Même si Garrone reconnaît que ceux qui choisissent de voir le film en salles peuvent déjà sympathiser avec les migrants qui prennent de grands risques pour atteindre l’Europe qu’ils perçoivent comme une terre promise, il a déclaré dans une interview à l’Associated Press que la projection du film dans les écoles les adolescents qui ne choisiraient peut-être pas de le voir autrement ont été particulièrement puissants.

« C’est très accessible aux jeunes car c’est le voyage du héros et une odyssée », dit-il. « La structure n’est pas compliquée. Ils viennent en pensant qu’ils pourraient s’endormir, mais ensuite ils voient que c’est une aventure.

« Aventure » – un terme utilisé depuis des années par les migrants ouest-africains eux-mêmes et qui les décrit comme plus que de simples victimes des circonstances – ne rend cependant pas justice au récit du film. L’intrigue est en grande partie basée sur la vie du consultant en scénario Mamadou Kouassi, un organisateur d’immigrants ivoiriens vivant dans la ville italienne de Caserta.

Le film montre les deux cousins ​​Seydou et Moussa quittant leur domicile sans alerter leurs parents ni savoir à quoi s’attendre. Ils paient des passeurs qui promettent faussement un passage sûr, soudoyent des policiers qui menacent de les emprisonner et appellent chez eux tandis que des membres de mafias libyennes qui dirigent des centres de détention non gouvernementaux les extorquent sous la menace de la torture.

En Libye, les cousins ​​voient les migrants se faire brûler et pendre dans des positions inconfortables. Seydou est à un moment donné vendu comme esclave à un Libyen qui accepte de le libérer après avoir construit un mur et une fontaine dans un complexe désertique.

« Il y a plus de personnes qui sont mortes dans le désert que personne n’en mentionne », a déclaré Kouassi, comparant le Sahara à la Méditerranée, où les agences internationales publient plus régulièrement des chiffres sur les morts et les disparus.

« Cela met un point d’honneur à montrer une vérité qui n’a pas été dite sur le désert et les gens qui y ont perdu la vie, dans les prisons libyennes ou en esclavage », a-t-il ajouté.

Le sujet du film est familier à ceux qui suivent l’actualité migratoire en Europe et en Afrique du Nord.
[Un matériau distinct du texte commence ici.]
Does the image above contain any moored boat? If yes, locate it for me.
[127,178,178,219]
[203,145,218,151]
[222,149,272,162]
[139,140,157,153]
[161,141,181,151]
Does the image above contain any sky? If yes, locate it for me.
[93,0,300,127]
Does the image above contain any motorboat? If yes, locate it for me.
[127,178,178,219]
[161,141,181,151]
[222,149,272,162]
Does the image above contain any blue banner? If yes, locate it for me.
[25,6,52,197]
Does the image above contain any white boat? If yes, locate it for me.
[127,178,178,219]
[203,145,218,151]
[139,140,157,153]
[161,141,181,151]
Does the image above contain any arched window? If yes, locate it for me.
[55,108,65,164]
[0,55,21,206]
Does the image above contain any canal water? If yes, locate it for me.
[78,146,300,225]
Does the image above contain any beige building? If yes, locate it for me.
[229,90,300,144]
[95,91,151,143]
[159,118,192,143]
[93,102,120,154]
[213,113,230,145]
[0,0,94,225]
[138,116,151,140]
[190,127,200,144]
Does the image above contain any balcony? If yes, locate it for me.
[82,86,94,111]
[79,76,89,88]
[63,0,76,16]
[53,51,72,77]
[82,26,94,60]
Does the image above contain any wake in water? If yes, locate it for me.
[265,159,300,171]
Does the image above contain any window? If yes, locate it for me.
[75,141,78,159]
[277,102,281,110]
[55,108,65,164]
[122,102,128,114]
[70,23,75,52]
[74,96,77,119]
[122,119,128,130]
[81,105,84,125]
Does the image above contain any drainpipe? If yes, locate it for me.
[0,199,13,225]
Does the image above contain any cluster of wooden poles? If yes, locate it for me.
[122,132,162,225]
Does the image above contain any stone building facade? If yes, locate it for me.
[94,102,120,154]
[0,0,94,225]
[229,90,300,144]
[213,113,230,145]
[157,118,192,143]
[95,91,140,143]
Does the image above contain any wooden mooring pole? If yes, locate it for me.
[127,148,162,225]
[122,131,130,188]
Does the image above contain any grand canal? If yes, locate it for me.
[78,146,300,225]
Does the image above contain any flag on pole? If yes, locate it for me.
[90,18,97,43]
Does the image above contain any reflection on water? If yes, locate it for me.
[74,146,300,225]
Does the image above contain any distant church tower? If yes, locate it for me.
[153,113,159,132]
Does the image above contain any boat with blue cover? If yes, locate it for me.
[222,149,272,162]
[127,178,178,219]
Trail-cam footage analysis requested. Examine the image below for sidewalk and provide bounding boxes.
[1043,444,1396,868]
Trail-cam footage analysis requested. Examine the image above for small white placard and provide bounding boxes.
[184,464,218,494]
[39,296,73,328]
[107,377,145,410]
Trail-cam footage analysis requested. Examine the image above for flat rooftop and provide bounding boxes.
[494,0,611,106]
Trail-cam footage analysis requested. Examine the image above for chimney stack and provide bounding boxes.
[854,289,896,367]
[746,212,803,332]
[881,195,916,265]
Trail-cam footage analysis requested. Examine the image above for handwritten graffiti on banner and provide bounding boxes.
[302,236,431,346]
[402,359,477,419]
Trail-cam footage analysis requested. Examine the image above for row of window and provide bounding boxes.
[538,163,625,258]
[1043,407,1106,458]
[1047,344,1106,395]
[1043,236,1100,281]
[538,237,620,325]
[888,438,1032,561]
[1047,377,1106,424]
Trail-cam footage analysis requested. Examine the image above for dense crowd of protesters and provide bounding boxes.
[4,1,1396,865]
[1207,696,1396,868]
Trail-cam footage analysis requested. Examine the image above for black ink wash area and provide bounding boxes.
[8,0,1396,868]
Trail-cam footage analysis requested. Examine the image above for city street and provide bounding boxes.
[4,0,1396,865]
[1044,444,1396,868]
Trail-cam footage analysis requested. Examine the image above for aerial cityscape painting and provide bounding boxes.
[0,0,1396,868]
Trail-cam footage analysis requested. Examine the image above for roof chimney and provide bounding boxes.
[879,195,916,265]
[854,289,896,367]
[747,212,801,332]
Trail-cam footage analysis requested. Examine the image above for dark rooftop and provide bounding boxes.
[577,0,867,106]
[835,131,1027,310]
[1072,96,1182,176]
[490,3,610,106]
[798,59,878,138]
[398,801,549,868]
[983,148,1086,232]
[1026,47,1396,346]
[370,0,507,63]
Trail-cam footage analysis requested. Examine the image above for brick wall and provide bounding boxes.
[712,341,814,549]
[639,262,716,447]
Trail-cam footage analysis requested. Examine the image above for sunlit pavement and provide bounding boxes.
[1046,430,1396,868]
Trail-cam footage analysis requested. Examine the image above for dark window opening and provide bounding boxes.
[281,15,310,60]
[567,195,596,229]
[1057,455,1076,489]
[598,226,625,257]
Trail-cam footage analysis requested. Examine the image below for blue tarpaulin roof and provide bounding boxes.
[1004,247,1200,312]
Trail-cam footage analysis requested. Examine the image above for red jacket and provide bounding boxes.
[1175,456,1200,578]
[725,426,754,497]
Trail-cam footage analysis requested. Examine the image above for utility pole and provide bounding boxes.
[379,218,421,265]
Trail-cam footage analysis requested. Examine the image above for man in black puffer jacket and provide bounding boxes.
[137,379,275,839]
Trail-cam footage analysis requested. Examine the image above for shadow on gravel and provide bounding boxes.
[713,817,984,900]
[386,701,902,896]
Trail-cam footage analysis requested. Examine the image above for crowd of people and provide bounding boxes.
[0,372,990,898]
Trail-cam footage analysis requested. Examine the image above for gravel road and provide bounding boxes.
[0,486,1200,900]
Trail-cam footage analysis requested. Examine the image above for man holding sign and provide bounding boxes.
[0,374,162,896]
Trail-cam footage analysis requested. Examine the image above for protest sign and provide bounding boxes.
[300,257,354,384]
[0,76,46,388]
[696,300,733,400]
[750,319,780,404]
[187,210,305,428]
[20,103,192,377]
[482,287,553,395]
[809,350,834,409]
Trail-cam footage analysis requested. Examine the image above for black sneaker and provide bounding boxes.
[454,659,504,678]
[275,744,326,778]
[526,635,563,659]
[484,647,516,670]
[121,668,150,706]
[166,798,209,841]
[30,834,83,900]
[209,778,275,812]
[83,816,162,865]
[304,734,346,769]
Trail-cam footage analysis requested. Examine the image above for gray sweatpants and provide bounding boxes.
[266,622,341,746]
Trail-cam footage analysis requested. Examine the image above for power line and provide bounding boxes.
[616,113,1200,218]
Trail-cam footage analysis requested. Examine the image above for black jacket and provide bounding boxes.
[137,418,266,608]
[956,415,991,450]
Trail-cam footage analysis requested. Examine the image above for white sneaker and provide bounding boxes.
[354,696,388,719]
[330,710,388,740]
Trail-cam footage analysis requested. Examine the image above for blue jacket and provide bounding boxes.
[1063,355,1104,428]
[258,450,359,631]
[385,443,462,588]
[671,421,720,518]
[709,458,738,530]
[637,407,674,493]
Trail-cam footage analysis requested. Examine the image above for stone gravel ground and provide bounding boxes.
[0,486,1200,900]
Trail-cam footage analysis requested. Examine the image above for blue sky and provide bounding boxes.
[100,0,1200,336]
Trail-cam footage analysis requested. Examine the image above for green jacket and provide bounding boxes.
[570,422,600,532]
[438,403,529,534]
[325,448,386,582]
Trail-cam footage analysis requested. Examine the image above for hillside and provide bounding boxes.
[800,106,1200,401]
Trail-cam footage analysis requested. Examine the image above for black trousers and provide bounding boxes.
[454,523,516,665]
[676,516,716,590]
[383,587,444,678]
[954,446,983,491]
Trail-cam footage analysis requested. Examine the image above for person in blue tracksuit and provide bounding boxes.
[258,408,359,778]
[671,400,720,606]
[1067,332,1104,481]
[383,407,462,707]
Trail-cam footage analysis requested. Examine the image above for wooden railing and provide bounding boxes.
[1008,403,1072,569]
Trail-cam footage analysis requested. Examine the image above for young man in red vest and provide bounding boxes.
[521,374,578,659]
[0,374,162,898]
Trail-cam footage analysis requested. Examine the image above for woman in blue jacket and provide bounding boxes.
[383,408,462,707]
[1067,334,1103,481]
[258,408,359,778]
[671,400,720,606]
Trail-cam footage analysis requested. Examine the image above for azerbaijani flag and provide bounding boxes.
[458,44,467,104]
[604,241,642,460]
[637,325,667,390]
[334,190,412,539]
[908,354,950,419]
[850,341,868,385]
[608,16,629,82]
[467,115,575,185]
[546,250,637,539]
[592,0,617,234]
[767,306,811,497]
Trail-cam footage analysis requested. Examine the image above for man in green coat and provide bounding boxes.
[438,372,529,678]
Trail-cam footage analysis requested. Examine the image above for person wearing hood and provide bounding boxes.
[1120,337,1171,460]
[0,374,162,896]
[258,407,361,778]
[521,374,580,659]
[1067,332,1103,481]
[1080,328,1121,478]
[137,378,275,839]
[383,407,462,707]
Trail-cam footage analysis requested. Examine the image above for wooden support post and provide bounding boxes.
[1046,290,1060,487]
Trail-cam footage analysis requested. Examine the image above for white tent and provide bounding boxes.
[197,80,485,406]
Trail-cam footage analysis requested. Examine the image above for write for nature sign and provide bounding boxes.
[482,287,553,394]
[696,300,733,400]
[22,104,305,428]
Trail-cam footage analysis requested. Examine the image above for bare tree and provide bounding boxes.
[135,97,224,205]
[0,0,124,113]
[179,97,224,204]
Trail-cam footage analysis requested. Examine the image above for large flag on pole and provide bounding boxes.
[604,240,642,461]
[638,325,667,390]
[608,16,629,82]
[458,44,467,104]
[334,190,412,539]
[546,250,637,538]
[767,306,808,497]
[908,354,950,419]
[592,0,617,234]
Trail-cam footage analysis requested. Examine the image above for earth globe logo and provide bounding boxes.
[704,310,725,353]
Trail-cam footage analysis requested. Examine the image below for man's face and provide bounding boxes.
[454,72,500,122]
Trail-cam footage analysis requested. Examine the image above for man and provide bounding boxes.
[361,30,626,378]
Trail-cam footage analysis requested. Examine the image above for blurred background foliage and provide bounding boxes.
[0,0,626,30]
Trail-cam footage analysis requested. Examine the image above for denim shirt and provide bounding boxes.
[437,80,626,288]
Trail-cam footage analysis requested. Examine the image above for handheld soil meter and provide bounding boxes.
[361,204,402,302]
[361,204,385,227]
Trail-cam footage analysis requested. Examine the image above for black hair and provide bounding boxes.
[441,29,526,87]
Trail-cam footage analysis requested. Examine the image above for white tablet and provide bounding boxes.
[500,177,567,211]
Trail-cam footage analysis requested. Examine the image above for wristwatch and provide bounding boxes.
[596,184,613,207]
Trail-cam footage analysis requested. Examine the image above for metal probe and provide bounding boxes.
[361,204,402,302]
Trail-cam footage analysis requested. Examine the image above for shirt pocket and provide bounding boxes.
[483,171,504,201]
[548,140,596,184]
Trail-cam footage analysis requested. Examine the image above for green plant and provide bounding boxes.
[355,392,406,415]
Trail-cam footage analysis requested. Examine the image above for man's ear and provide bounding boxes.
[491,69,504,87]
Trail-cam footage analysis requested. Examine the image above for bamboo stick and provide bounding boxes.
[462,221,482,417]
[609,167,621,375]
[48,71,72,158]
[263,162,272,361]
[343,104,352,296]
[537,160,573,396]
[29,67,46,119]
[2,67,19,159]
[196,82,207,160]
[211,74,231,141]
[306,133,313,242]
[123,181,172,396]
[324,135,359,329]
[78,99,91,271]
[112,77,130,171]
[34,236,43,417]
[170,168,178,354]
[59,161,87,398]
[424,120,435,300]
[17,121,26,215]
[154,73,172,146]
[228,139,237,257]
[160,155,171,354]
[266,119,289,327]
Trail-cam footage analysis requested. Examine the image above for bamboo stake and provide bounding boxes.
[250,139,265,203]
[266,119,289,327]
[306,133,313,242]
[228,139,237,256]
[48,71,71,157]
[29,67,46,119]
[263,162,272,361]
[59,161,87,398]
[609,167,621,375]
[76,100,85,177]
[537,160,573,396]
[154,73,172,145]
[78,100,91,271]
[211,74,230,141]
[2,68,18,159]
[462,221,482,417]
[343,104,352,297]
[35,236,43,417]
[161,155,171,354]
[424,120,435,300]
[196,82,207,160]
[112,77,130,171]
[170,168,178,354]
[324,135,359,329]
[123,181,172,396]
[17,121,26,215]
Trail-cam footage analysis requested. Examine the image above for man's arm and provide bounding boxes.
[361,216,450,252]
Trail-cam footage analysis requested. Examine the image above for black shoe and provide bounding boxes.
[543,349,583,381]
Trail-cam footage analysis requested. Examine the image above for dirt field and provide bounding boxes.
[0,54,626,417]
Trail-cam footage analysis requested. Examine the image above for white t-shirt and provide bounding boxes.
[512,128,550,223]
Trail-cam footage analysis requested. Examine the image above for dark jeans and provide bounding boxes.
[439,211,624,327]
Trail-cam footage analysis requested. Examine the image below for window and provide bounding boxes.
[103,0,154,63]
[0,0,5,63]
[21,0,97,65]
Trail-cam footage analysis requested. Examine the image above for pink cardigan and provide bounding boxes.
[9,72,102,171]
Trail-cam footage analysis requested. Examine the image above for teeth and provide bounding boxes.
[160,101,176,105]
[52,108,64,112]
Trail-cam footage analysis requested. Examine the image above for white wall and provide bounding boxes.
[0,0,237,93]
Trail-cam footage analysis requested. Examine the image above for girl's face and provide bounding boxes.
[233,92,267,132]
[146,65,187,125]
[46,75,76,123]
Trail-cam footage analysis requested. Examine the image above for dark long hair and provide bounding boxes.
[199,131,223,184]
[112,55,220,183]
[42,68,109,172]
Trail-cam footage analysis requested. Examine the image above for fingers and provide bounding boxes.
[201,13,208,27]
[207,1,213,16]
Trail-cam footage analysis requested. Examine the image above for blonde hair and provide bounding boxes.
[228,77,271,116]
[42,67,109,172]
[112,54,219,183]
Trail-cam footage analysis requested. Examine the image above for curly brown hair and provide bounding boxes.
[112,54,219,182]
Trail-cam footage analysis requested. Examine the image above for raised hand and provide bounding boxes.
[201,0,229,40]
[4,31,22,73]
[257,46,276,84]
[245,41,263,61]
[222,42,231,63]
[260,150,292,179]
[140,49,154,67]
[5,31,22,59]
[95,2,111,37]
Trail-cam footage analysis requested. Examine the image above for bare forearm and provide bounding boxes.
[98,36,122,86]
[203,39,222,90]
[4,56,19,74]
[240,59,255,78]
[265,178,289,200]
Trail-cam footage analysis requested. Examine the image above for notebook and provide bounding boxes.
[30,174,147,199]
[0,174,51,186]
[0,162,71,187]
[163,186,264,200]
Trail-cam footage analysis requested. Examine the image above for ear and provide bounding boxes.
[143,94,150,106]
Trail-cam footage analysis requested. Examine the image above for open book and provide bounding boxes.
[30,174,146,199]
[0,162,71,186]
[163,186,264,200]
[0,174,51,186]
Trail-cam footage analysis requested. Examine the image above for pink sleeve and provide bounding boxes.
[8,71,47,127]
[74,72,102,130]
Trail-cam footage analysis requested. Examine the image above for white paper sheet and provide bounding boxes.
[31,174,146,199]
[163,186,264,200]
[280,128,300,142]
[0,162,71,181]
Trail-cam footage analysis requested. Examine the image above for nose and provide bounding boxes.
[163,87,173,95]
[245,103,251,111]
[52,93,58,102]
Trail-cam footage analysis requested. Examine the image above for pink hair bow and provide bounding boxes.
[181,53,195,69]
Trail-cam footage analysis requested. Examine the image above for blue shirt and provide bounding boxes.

La structure du film reflète de nombreuses représentations journalistiques et cinématographiques de récits de migrants. Mais « Io Capitano » ne montre aucun intérêt pour la narration de type documentaire ou cinéma vérité. Les clichés de Garrone de la Méditerranée et du Sahara les représentent dans une splendeur magnifiquement panoramique plutôt que comme des paysages de mort et de vide.

De nombreuses scènes se déroulant dans le Sahara ont été tournées à Casablanca et dans le désert entourant Erfoud, au Maroc. Garrone a déclaré qu’il comptait beaucoup sur les migrants de Rabat et de Casablanca qui ont travaillé sur le film comme figurants. Ils ont contribué à des consultations sur des scènes de traversée du Sahara et sur les centres de détention en Libye.

« Ce qui était vraiment important, c’était de montrer une partie du voyage que nous ne voyons habituellement pas », a-t-il déclaré. « Nous savons que des personnes meurent dans le désert, mais nous ne connaissons généralement que des chiffres. Derrière ces chiffres, il y a des êtres humains qui nous ressemblent beaucoup.